Reputation: 13
I'm trying to implement entropy method. So, I need to use minmaxscaler on a dataframe which convert from a dict. However, because I don't know how many parameters will be used in the values of the dict, I couldn't name all the rows while using DataFrame.from_dict(). As a result, while I used the MinMaxScaler, the DataFrame turns into a ndarray, and the index of the dict disappears.

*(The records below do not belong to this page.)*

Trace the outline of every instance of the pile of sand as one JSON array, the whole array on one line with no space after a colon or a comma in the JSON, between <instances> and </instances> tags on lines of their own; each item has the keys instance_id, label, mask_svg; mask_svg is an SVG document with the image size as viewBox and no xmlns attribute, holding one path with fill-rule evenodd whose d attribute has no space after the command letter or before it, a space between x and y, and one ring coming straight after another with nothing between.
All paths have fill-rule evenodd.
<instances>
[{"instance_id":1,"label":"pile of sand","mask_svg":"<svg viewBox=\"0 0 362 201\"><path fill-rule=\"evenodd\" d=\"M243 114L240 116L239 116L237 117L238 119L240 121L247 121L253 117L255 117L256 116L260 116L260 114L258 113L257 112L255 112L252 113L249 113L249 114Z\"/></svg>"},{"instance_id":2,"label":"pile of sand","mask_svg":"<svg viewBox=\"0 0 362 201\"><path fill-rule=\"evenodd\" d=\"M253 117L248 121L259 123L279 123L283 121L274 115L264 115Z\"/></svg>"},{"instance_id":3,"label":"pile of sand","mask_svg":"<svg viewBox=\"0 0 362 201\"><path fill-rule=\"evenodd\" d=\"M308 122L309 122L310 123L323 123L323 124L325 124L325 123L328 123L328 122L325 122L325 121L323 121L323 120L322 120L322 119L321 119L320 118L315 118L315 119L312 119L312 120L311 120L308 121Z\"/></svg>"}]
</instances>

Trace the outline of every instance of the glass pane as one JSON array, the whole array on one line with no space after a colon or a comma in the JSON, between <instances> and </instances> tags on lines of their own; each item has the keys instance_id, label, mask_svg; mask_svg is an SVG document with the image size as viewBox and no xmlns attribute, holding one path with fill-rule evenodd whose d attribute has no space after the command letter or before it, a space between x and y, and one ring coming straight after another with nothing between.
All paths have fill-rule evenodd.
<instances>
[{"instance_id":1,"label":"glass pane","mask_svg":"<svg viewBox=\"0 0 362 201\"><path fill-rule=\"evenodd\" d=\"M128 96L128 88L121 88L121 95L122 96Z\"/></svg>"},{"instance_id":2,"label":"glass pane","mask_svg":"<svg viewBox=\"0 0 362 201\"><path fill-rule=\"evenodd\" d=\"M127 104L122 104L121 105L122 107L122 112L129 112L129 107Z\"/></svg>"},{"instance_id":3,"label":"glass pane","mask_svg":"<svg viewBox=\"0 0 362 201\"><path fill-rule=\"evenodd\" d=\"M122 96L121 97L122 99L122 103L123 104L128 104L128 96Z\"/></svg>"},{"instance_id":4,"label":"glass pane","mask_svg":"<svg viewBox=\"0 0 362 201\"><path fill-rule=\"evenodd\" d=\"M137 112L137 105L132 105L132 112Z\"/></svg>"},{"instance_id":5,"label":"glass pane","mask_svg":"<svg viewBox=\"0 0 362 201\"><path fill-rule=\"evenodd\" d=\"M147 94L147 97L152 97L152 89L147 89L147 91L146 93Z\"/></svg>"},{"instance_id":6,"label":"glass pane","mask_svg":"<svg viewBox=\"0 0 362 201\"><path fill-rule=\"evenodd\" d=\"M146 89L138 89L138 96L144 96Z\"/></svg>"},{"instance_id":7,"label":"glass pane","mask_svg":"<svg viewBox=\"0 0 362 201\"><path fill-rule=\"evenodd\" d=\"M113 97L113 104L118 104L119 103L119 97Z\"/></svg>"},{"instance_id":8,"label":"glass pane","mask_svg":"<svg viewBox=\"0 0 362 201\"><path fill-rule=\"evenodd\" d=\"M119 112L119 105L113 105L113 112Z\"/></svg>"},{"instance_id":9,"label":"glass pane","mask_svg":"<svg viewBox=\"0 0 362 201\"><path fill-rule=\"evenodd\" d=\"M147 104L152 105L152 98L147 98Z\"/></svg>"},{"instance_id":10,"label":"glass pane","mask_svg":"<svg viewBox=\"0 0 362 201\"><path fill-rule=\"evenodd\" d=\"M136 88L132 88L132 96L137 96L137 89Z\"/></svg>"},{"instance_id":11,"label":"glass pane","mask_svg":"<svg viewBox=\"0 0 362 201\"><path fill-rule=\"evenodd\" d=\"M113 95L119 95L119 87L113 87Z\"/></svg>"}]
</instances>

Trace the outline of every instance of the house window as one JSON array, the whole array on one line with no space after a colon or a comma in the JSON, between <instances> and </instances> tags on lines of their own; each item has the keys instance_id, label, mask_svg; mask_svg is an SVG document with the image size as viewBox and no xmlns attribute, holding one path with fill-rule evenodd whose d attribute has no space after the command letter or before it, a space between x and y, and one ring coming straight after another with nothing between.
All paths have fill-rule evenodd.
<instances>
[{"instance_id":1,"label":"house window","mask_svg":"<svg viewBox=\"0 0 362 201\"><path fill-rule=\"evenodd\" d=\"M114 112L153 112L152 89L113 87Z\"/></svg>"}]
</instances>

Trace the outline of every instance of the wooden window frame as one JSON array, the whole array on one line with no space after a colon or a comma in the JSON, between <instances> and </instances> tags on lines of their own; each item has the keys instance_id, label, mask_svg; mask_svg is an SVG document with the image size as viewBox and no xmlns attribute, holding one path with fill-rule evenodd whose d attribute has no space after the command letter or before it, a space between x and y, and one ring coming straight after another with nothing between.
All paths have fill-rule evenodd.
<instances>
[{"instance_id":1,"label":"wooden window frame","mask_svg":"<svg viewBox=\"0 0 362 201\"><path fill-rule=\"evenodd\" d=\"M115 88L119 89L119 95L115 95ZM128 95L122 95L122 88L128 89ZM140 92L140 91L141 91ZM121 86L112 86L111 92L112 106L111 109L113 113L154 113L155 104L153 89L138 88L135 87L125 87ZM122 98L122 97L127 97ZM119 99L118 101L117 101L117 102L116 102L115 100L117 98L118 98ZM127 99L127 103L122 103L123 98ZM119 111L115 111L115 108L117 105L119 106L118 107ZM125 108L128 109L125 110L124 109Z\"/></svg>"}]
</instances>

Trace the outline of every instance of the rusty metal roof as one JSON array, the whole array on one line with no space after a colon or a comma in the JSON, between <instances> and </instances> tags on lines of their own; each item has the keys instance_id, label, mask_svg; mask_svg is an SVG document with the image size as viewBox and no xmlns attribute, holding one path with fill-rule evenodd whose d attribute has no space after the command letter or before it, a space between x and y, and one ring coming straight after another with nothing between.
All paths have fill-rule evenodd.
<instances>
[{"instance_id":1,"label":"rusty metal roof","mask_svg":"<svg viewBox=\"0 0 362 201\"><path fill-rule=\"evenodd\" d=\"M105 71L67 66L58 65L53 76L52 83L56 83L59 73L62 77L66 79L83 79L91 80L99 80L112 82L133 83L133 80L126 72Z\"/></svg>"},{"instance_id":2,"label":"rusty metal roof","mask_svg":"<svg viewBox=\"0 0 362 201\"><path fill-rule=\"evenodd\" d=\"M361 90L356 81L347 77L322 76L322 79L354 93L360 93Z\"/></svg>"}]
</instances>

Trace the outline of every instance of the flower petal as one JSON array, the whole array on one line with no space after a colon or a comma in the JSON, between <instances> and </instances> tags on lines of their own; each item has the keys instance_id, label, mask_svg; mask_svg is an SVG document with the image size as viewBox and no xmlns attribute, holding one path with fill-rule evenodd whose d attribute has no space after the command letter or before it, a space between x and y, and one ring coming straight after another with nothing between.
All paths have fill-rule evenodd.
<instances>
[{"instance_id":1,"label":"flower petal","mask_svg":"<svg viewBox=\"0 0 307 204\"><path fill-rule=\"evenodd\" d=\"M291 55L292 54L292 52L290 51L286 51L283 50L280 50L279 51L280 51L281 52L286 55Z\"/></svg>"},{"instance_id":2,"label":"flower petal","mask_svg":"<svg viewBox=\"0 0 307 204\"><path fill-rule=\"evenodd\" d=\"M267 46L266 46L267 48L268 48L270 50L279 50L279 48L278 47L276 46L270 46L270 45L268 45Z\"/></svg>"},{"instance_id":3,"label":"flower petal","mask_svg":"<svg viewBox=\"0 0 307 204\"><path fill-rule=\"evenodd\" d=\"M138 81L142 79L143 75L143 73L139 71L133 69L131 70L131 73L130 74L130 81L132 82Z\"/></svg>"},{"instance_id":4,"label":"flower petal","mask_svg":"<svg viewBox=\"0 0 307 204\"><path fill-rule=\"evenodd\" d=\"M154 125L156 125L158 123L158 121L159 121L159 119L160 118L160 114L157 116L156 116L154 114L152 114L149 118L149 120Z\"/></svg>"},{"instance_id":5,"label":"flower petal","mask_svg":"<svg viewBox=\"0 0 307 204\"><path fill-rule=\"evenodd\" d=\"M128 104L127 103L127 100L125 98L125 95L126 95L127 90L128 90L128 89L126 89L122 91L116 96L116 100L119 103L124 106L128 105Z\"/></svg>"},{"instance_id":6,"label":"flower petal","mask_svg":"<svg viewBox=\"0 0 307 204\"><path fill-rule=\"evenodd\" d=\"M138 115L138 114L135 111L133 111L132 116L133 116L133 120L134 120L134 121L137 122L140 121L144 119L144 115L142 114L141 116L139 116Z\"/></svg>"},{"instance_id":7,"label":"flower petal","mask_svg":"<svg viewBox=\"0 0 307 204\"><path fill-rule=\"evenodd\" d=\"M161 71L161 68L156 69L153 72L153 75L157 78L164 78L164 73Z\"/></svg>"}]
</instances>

How could I keep the index?
import numpy as np
import pandas as pd
from sklearn.preprocessing import MinMaxScaler
dict = {'A':[89, 11], 'B':[80, 96], 'C':[97, 89], 'D':[90, 24], 'E': [100, 90]}
df = pd.DataFrame.from_dict(dict, orient='index')
print(df)
scaler = MinMaxScaler()
df = scaler.fit_transform(df[0:])
print(df)
yij = df.apply(lambda x: x / x.sum(), axis=0) # An error occurs here: AttributeError: 'numpy.ndarray' object has no attribute 'apply'
K = 1/np.log(len(df))
tmp = yij*np.log(yij)
tmp=np.nan_to_num(tmp)
ej = -K*(tmp.sum(axis=0))
wj = (1 - ej) / np.sum(1 - ej)
score = yij.apply(lambda x: np.sum(100 * x * wj), axis=1)
print(score)
Upvotes: 0
Views: 2220
Reputation: 5304
You can use:
df[:] = scaler.fit_transform(df)
which will replace all values by their transformed values. This operation also keep the rows and columns indexes.
Upvotes: 3